La plus grande réussite du contre-espionnage français depuis 1945: le recrutement et l'exploitation d’une taupe au sein du KGB soviétique – Vladimir Vetrov – est pour la première fois racontée par les responsables de la DST qui ont géré le dossier de bout en bout. Extrait de "L'affaire Farewell vue de l'intérieur" (1/2).

Les années 1960-1970 ont bouleversé l’orientation des services de renseignement et de contre-espionnage français, en premier lieu la fin de la guerre puis l’indépendance de l’Algérie. Tant sur le territoire algérien qu’en France métropolitaine, la DST avait vu pendant la période précédente toutes ses ressources accaparées par la lutte contre le terrorisme du FLN et, à compter de 1962 pour partie, par la lutte contre les séquelles OAS du problème algérien. La lutte antiterroriste phagocytait le contre-espionnage qui n’était plus une priorité de l’État. Il fallait parer au plus pressé !

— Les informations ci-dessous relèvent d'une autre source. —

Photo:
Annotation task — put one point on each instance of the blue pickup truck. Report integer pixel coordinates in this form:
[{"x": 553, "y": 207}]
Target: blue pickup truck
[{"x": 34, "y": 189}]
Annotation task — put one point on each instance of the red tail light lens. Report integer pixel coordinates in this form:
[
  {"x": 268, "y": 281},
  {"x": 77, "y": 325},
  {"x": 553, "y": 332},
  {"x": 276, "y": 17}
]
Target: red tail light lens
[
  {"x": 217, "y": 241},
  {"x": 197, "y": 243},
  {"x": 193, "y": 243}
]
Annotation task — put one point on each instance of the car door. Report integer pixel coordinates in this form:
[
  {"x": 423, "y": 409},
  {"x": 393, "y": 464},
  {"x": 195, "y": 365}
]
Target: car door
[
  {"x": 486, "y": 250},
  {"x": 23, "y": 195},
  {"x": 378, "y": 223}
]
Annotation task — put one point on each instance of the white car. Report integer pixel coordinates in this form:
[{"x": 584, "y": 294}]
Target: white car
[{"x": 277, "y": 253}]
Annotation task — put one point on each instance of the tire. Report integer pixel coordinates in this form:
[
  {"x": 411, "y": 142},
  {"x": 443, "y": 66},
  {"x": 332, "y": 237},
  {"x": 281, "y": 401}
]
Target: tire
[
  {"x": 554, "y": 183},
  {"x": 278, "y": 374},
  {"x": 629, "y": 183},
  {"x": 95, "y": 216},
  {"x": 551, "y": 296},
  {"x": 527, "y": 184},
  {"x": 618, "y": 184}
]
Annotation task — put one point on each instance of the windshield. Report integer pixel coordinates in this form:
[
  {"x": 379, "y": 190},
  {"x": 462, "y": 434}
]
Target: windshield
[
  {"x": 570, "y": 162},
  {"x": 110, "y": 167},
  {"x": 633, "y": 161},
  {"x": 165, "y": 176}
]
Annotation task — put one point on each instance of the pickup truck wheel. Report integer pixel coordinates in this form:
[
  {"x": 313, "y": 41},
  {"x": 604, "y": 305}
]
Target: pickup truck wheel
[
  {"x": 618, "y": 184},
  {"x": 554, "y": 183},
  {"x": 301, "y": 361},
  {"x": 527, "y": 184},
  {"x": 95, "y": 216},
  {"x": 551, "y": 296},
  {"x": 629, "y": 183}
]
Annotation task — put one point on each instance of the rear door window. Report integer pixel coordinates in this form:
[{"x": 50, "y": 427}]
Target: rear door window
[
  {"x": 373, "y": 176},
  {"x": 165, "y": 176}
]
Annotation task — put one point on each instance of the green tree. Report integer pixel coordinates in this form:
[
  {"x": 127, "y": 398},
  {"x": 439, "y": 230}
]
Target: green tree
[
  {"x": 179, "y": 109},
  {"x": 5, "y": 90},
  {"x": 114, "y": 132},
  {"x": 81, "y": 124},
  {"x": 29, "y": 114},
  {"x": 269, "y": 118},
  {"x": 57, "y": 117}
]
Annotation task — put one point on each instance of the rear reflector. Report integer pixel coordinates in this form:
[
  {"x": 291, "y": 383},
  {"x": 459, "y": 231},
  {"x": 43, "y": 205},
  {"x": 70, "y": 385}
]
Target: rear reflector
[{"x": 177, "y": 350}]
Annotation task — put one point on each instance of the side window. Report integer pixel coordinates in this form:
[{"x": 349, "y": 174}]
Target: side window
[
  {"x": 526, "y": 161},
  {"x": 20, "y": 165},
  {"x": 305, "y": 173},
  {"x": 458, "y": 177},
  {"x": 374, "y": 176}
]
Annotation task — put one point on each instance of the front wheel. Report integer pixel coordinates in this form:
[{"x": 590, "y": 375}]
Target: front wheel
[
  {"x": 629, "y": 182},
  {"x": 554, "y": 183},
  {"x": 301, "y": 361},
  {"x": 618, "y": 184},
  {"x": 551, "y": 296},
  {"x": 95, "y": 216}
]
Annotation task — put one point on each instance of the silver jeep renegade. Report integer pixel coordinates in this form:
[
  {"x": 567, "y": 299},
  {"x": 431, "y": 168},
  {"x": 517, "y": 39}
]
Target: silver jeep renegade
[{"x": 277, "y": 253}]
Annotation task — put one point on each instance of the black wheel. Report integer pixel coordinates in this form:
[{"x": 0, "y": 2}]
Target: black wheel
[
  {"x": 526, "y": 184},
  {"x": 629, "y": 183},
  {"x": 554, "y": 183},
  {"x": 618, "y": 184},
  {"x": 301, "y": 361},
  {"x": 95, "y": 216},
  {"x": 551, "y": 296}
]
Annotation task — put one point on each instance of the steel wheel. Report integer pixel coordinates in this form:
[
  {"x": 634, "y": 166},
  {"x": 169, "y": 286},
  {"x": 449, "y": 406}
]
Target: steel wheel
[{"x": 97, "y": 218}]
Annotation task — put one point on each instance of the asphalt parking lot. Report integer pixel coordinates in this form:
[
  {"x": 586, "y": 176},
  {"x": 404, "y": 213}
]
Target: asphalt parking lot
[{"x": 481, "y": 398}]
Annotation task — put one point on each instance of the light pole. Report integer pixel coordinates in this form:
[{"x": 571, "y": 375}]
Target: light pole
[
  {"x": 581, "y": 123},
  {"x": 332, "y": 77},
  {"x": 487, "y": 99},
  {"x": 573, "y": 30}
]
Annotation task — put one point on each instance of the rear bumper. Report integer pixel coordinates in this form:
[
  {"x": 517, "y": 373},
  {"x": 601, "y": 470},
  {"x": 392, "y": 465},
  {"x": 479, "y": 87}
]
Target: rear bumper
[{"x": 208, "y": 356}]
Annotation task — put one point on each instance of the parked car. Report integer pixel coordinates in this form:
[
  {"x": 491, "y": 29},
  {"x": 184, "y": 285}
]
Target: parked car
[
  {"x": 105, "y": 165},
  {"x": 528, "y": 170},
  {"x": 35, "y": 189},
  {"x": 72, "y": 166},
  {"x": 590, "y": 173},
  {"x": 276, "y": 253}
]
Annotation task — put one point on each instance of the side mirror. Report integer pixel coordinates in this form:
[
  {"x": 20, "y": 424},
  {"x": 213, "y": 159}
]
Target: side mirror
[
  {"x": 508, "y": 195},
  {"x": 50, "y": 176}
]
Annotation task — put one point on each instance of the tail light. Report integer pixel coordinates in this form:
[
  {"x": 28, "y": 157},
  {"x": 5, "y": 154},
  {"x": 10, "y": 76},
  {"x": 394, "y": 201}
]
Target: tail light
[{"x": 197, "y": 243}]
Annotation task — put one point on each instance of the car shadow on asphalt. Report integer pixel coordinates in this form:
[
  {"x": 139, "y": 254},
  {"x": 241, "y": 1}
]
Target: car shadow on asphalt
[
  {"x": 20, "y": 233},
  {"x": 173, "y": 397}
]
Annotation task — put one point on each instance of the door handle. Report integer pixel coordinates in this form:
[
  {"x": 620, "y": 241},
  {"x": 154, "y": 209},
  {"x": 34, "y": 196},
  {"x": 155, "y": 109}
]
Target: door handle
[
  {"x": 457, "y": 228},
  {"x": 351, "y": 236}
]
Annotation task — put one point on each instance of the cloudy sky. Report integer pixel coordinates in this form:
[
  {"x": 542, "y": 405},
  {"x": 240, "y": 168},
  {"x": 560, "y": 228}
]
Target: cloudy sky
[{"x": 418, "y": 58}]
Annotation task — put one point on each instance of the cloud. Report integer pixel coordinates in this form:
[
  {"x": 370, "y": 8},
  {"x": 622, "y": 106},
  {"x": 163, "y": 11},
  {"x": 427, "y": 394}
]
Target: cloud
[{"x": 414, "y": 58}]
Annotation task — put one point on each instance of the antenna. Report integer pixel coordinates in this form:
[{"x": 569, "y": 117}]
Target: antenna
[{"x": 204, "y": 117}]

En pleine guerre froide, l’activité des services de renseignement des pays de l’Est sur le territoire français n’était pas vraiment contrôlée. La mission de lutte contre les ingérences du KGB, du GRU et autres services satellites sur le sol national était, faute de moyens, laissée quasiment à l’abandon. Pour le principe, on avait maintenu quelques cellules, réduites à la portion congrue, à telle enseigne que des équipes américaines surveillaient les Soviétiques à Paris en lieu et place des Français ! En 1966, la France quitta l’OTAN. Personnel et installations déménagèrent à Bruxelles. Obsession des Soviétiques, cette organisation internationale avait focalisé longtemps l’attention de leurs services. Les effectifs pléthoriques de l’ambassade de l’URSS demeurèrent pourtant à Paris.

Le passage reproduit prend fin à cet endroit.